- Developer: Vector Unit
- Publisher: Vector Unit
- Platforms: PlayStation 4 Windows Apple TV Android TV Android Nintendo Switch Xbox One
- Release: July 26, 2016
- Genre: Racing
- Modes: Single-player, multiplayer

= Riptide GP: Renegade =

2016 video game

Riptide GP: Renegade is a jet ski racing video game developed and published by Vector Unit, an American video game development company. It was first released on July 26, 2016, for PlayStation 4 and Windows.

==Development==
Riptide GP: Renegade was first announced by San Rafael, California-based studio Vector Unit on August 13, 2015. It first released for Windows on the video game distribution platform Steam.

==Gameplay==
The main gameplay element is the career mode in the game. The player can unlock new vehicles by participating in various events, and the progression is primarily linear. Tricks can be performed in the air and grant the player boost if successful. The game offers different events such as races, elimination events, time trials, and others.

Additionally, the game offers a multiplayer race mode with up to eight players, as well as a split screen option for local multiplayer. Game saves can be stored to the cloud on iOS devices, allowing for easier transfer of data between them.

==Reception==

According to the review aggregating website Metacritic, Riptide GP: Renegade received generally favorable reviews for the iOS release, and mixed or average reviews for the Nintendo and PlayStation releases.

Aggregate score
| Aggregator | Score |
|---|---|
| Metacritic | 88/100 (iOS) 75/100 (Nintendo) 71/100 (PlayStation) 75/100 (Xbox) |

Review scores
| Publication | Score |
|---|---|
| Nintendo Life | 7/10 |
| Pocket Gamer | 8/10 |
| TouchArcade | Star Half star |
| 148Apps | Star Half star |
| Cubed3 | 8/10 |
| Hardcore Gamer | Star |
| IGN Spain | 7/10 |
| Multiplayer.it | 8.5/10 |
| PlayStation Universe | 7.5/10 |
| Vandal | 7.5/10 |

===iOS===
Carter Dotson of Touch Arcade praised the challenging career mode of the game, and overall described it as an "incremental improvement" over the previous release, Riptide GP2. Campbell Bird of 148Apps wrote that the game was well polished and optimized.

Writing for Multiplayer.it, Tommaso Pugliese described the game as the best in the series. Similarly, Mark Brown of Pocket Gamer described it as the best in the series, though Brown described the in-game cutscenes as unnecessary.

===Nintendo Switch===
Rudy Lavaux of Cubed3 compared the game to Wave Race. One criticism Lavaux made was the lack of online multiplayer for the platform, with split screen being the only option at the time of the review. Ryan Craddock wrote a review for Nintendo Life in which he praised the online multiplayer, which was added after release. Craddock noticed few performance issues, with only minor frame rate issues.

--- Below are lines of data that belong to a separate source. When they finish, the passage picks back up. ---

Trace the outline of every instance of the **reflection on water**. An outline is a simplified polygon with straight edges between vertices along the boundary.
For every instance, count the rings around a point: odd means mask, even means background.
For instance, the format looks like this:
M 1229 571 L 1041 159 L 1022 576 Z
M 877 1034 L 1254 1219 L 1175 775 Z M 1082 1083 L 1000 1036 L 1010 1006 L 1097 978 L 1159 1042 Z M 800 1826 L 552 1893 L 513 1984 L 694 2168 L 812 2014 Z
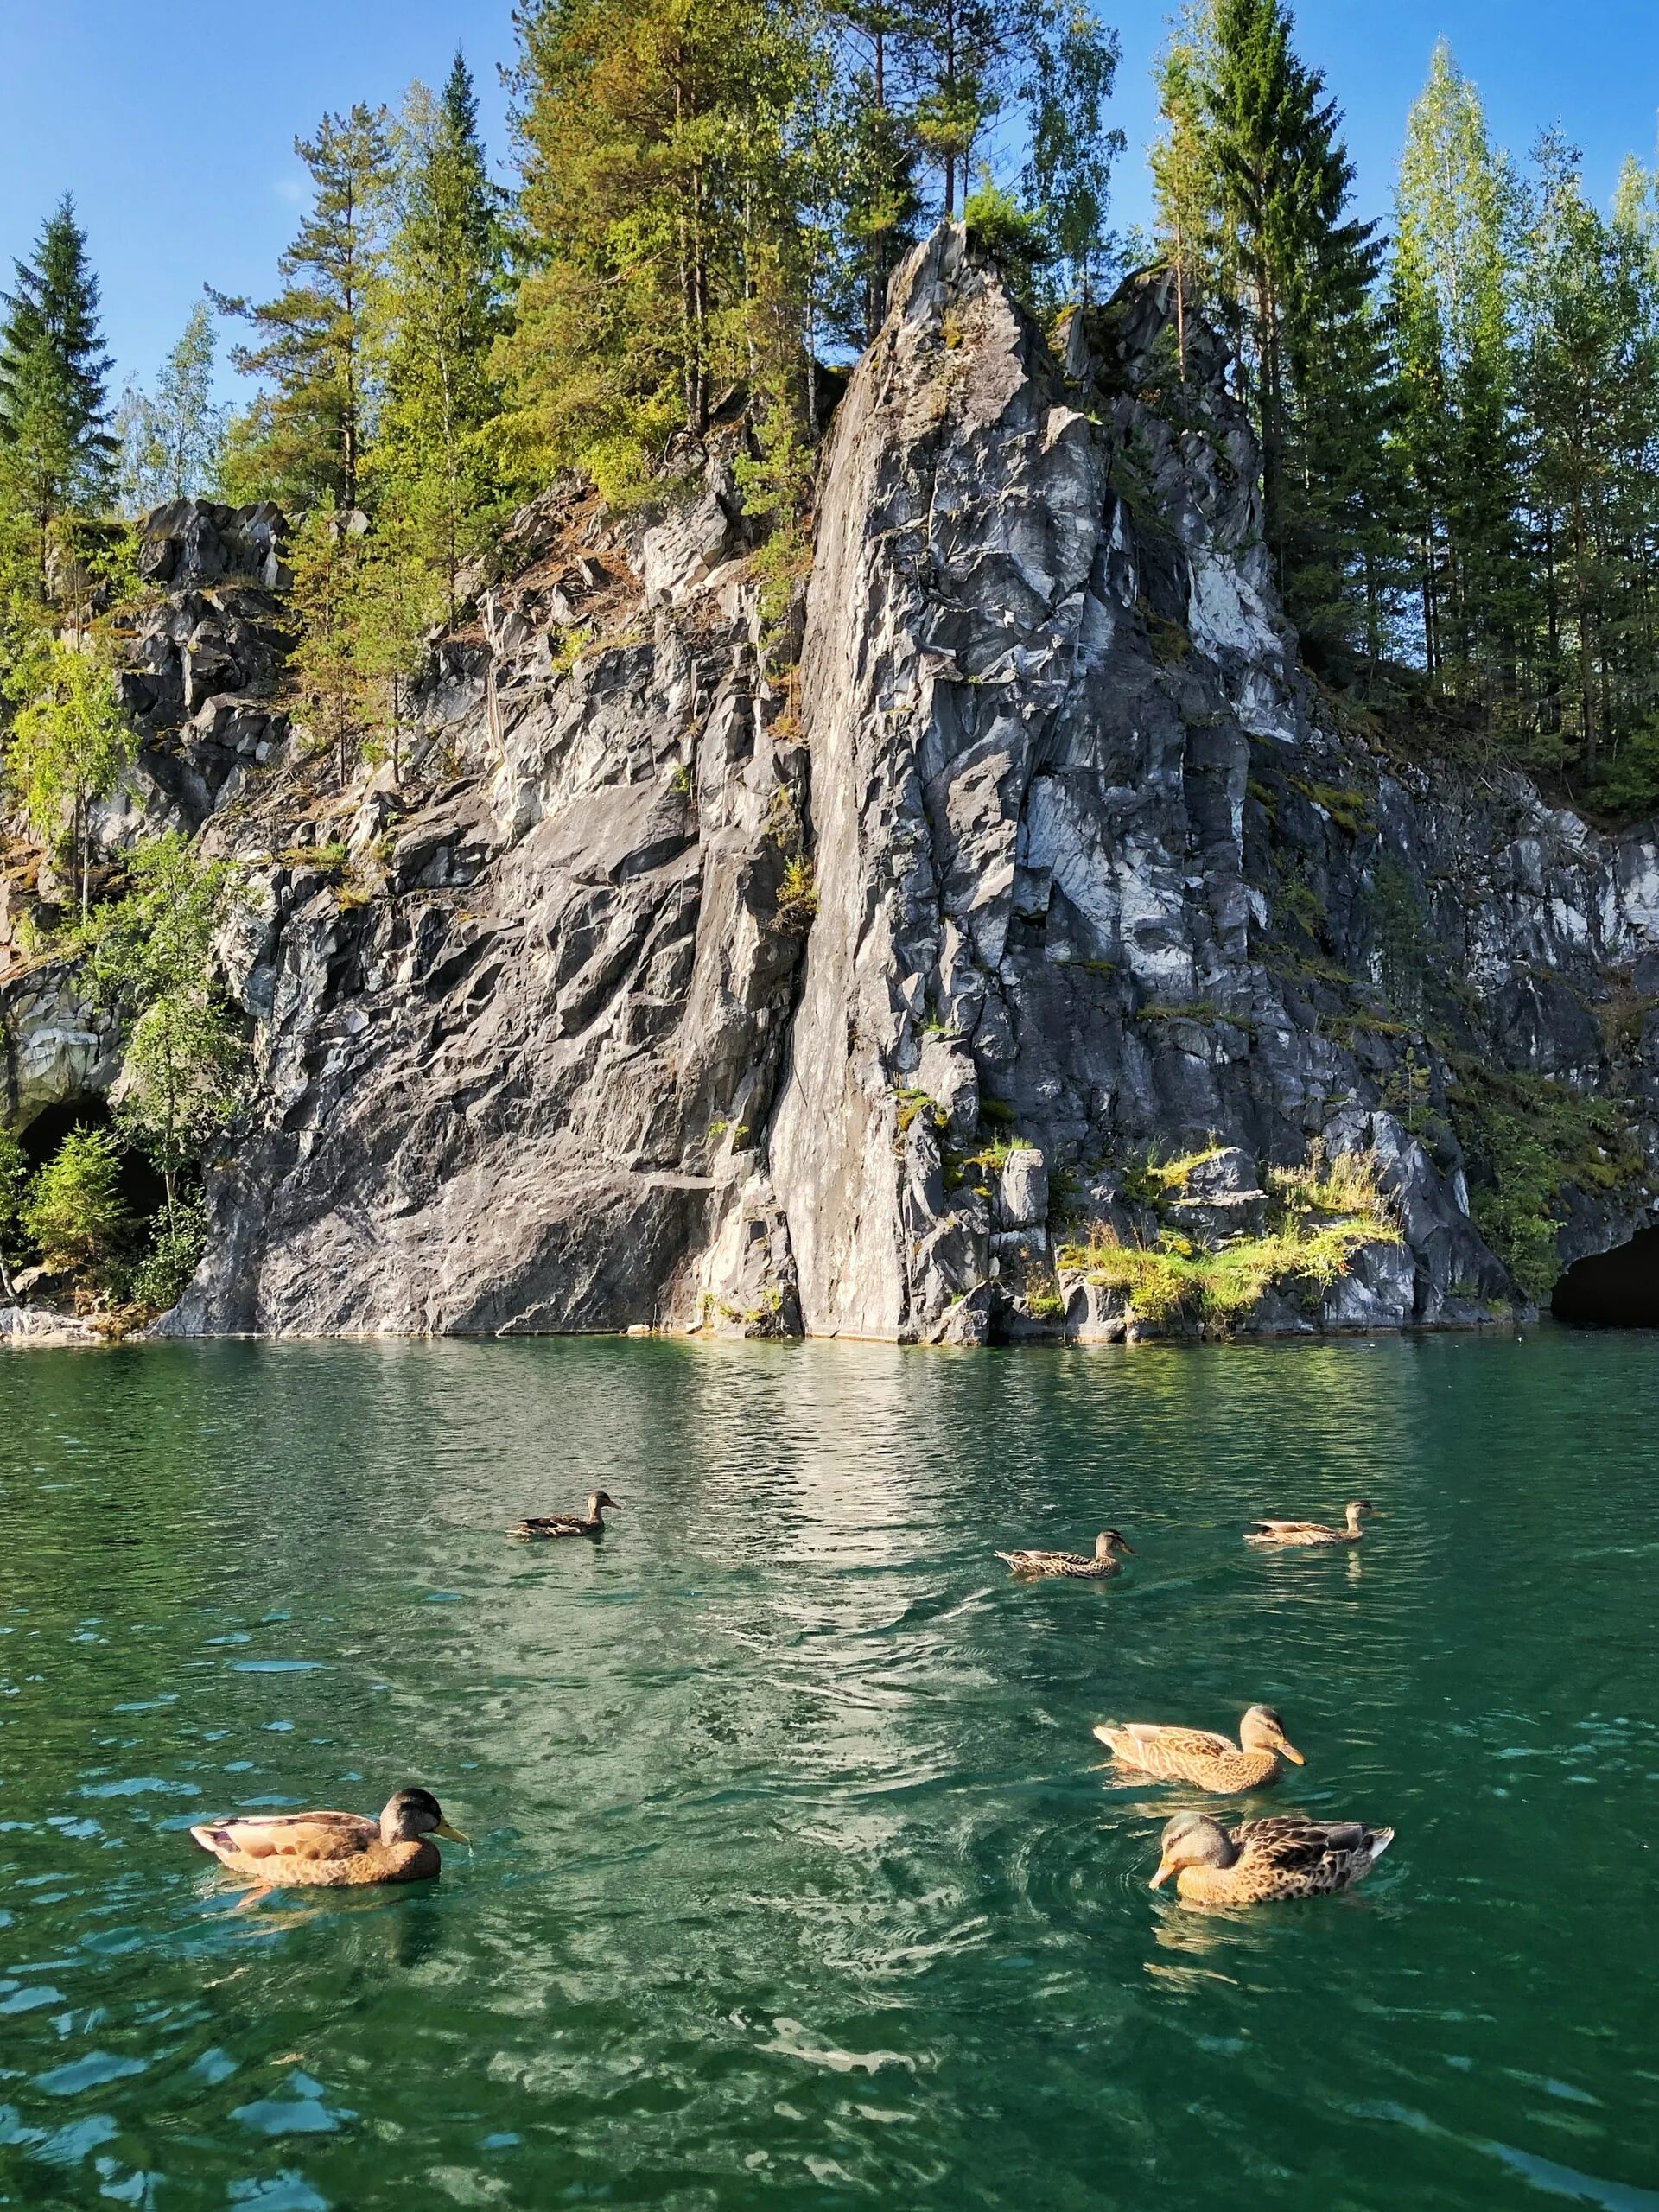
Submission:
M 1654 2212 L 1649 1339 L 152 1347 L 0 1394 L 0 2202 Z M 595 1484 L 602 1544 L 506 1540 Z M 1358 1553 L 1240 1541 L 1351 1496 Z M 1109 1523 L 1118 1583 L 992 1556 Z M 1185 1912 L 1187 1801 L 1090 1727 L 1257 1699 L 1309 1764 L 1240 1814 L 1399 1840 Z M 186 1834 L 404 1782 L 474 1839 L 420 1890 L 239 1911 Z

IGN Spain's review of the article was written by Jose A. Rodríguez. He described it as the "perfect example of how to make a fun game."

===PlayStation===
Jeremy Peeples of Hardcore Gamer praised the variety of tracks in his review, describing them as "action-packed." He criticized the game's soundtrack as unmemorable. For PlayStation Universe, Neil Bolt described the menus as functional, and not particularly special. Bolt described the game overall as a good-value game while never being spectacular. Vandal's Ramón Varela described the game as imperfect but a good choice for a racing game. According to Varela, the soundtrack was the lowest-rated part of the game.

===Xbox===
Paul Acevedo of Windows Central praised the arcade-style racing and online multiplayer in the game. He criticized the sound design of the game but overall described the game as a "must-buy for arcade racing fans."